PACIFIC OCEAN (April 20, 2011) Quartermaster Seaman Shanelle Mitchell searches for navigation points while working as part of navigation detail aboard the aircraft carrier USS George Washington (CVN 73) as the ship makes its way back into its forward operating port of Fleet Activities Yokosuka, Japan. (U.S. Navy photo by Mass Communication Specialist 3rd Class Stephanie Smith)

YOKOSUKA, Japan - The aircraft carrier USS George Washington (CVN 73) returned to the ship’s forward operating port of Commander, Fleet Activities Yokosuka after almost exactly one month at sea, April 20. While underway, George Washington made history by proving its ability to continue the carrier’s routine maintenance while at sea.

“Even after being at sea all this time, we are still ahead of our maintenance schedule and it’s because of you. The Sailors aboard this ship, our hard working crew, you are our real secret weapon,” said George Washington’s Commanding Officer Capt. David Lausman during an all hands call on the ship’s flight deck the afternoon prior to the ship’s return to Yokosuka.

Under normal circumstances, it would take nearly three weeks to get George Washington “sea-ready” while in the middle of a routine maintenance period. Following the Japan earthquake, the crew got the ship underway in an unprecedented time frame of just six days.

“That is your legacy this is your ship, you did this, you deserve all the credit,” added Lausman.

Continuing maintenance at sea was an unscheduled hurdle for the ship but one George Washington was able to overcome with the help of 466 shipyard workers from Puget Sound and Norfolk Naval Shipyard and 116 Japanese contractors from Ship’s Repair Facility (SRF) Yokosuka.

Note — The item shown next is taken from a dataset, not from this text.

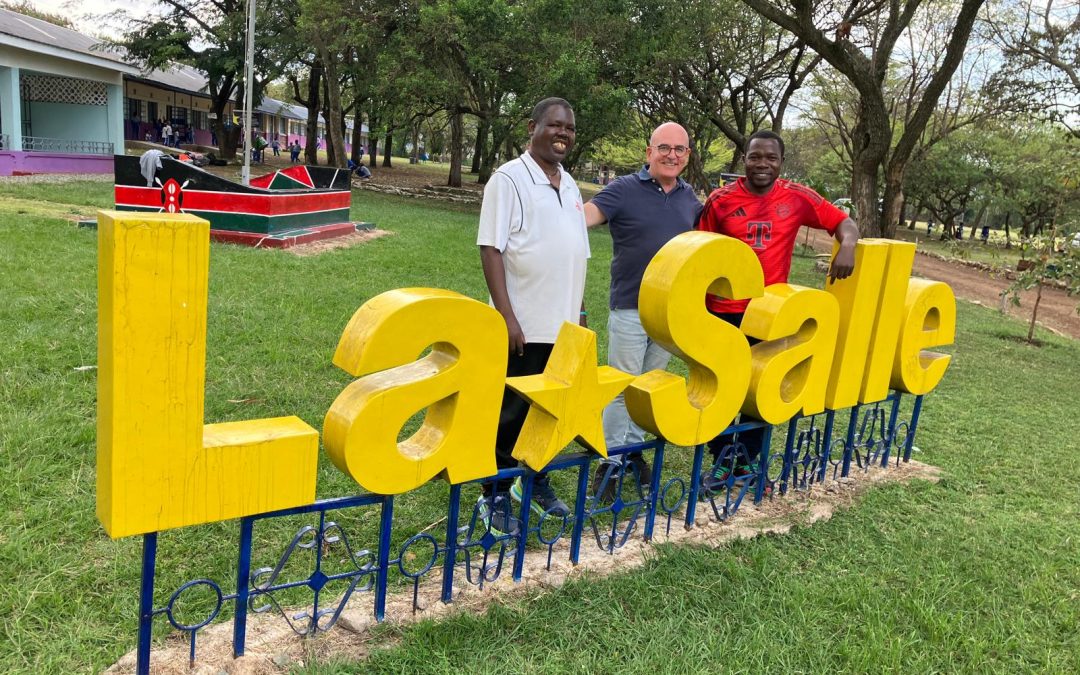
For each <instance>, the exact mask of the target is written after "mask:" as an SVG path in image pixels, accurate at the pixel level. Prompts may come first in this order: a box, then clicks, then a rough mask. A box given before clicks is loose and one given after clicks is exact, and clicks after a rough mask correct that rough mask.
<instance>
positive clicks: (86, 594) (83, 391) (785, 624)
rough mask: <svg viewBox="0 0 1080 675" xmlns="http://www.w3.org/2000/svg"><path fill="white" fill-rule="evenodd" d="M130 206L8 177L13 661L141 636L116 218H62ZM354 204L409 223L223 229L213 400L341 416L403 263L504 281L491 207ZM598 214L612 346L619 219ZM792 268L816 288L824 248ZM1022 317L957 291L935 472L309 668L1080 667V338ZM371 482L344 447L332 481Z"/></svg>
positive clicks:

“Our continued work at sea allowed us to complete more than 1,000 jobs on the ship plus 500 to 600 jobs in the plant,” said George Washington’s Maintenance Manager Lt. Cmdr. Stephen Pomeroy. “We still have work to do, but couldn’t have gotten this far without their full support.”

During the short underway, the ship pulled into port twice, both times in Sasebo, Japan. The port visits were logistical stops to pick up supplies and transfer personnel. On the second visit, however, George Washington’s crew had a chance to get off the ship an enjoy two days of liberty. Among those going ashore were more than 50 Sailors who volunteered their time at the Sakura Challenged Home, a facility for the physically and mentally handicapped.

“This particular community service event was an excellent opportunity to give our Sailors a chance to meet with some of the local people and help the community,” said Lt. Cmdr. Jose Pimentel, one of George Washington’s command chaplains. “This project also gave them a chance to interact with people of a capacity that they may not be use to interacting with or may not be comfortable interacting with.”

Now in port, George Washington will continue her routine maintenance. During this time, the carrier will maintain a heightened state of readiness. For the crew, their time at sea and experiences since the earthquake has given them a newfound perspective on life.

“I’m glad I will get to see my friends,” said Elaine Taranto from Mt. Upton, NY “After the earthquake, it made me appreciate my family and life because it can change so quickly, and reminded me not to take anything for granted.”

George Washington is the Navy’s only forward deployed nuclear powered aircraft carrier. From her forward operating port of Yokosuka, Japan, George Washington’s mission is to help ensure security, stability and prosperity in the Western Pacific.